私は子羊や子ヤギがかわいくて好きなので、よくYoutubeで海外の動画を観てるんだけど、お産を手伝う動画なんかもたまに見かけることがある。この映画のはそれらとなんら遜色ない。

最後まで観て気になったのが、超自然的な羊の父親の存在。あのような姿も彼が最初ではないかもしれないし、今までもずっと同じような営みを繰り返してきたんじゃないかと思う。

もしそうだとしたら、半人半獣の子が産まれた場合には、その父親が必ず迎えにくるとかいう伝承だったり伝説、言い伝えといったものがあるんじゃないかと思う。そしてああいった存在は、その地方のヌシだったり土着の神だったりして信仰されているのではないかと。

この映画にはそういった伝承の語り部となる老人が一切出てこないし、いつからこの夫婦はこの牧場を経営しているのか、親から受け継いだのじゃないのかというのが不明。また、他に同じような生業の仲間はいないのかっていうのが少し気になった。

もし仮に、そういう伝承を知っていれば、あのような行為には走らなかったのではないかなと思うし、いっときの間だけその羊の子を自分の子供として育てたとしても、母羊を殺しさえしていなければ、夫が殺されることもなかったのではないかと思う。

また、半人半獣の子の存在。あの夫婦の目に映っていた姿と、夫の弟(途中出てくる)の目に映っていた姿は同じだったのか。この映画はファンタジーの世界ではなくリアルの世界のはずなんだけど、普通に食事のテーブルに半人半獣の子供が座ってきたら、私なら泡吹いて気絶しそうだ。

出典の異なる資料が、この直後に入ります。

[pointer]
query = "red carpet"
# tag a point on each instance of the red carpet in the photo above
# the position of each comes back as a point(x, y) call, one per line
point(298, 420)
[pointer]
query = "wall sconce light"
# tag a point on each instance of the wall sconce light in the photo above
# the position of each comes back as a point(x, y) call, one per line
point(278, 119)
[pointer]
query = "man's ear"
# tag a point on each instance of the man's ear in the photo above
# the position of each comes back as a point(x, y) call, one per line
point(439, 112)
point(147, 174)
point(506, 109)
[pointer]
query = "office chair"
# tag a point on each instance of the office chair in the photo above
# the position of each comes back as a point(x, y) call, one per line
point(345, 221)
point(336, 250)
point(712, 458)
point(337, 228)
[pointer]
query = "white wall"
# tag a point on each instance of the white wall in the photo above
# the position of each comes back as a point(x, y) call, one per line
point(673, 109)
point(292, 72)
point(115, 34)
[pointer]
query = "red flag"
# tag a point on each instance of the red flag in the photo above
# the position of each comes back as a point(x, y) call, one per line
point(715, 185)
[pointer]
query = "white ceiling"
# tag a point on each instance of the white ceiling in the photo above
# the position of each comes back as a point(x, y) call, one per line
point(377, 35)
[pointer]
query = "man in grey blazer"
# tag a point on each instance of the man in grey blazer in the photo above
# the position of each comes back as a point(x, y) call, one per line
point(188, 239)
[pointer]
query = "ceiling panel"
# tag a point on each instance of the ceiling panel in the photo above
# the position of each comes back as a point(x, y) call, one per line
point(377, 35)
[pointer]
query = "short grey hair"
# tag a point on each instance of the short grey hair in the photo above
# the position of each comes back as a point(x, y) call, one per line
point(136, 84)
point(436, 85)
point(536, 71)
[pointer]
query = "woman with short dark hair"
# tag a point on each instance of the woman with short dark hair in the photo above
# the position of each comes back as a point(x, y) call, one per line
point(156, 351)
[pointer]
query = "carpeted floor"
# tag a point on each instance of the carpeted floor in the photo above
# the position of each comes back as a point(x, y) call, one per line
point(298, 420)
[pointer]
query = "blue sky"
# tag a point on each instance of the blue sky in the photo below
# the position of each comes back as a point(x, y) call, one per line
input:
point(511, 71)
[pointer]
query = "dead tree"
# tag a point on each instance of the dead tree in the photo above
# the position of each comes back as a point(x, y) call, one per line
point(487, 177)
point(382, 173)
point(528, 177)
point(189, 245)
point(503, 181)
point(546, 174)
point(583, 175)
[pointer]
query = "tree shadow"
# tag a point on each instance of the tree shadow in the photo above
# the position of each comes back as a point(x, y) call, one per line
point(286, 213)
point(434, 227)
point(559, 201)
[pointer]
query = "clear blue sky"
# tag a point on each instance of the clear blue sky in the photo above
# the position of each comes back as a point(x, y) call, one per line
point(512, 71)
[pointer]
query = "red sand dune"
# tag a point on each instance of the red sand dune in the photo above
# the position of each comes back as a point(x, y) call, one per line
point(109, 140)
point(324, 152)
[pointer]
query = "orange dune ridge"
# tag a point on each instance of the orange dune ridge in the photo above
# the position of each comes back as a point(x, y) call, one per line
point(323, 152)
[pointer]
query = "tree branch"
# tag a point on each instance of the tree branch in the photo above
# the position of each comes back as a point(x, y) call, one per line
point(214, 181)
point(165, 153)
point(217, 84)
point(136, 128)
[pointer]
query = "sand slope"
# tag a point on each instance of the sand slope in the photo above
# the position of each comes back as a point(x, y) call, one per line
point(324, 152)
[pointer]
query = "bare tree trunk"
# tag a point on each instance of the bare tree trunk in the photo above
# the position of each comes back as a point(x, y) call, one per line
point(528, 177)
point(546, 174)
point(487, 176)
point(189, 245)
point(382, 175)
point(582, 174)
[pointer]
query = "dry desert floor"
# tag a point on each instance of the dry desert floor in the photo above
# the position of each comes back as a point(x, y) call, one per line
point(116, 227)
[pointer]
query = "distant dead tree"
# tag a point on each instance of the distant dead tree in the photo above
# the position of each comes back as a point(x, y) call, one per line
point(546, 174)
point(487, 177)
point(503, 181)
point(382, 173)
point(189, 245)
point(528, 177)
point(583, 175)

ちなみに、この映画自体はある意味ハッピーエンドだと思う。もちろん、妻目線で見れば夫が死に子供はいなくなってバッドエンドだろうけど、あの子は一人では生きていくことは困難だったろうし、自分の存在に疑問を感じていた。でもこれからは、本当の父親と自分の人生をこれから生きていける。なにより独占したいというエゴにより、子の生みの親を始末した狂気の女から開放された。

個人的評価

満足度 ★★★★
オススメ度 ★★★☆

謎めいた映画や静かな映画を楽しめるような人には受けると思う。万人受けはしない。おしまい。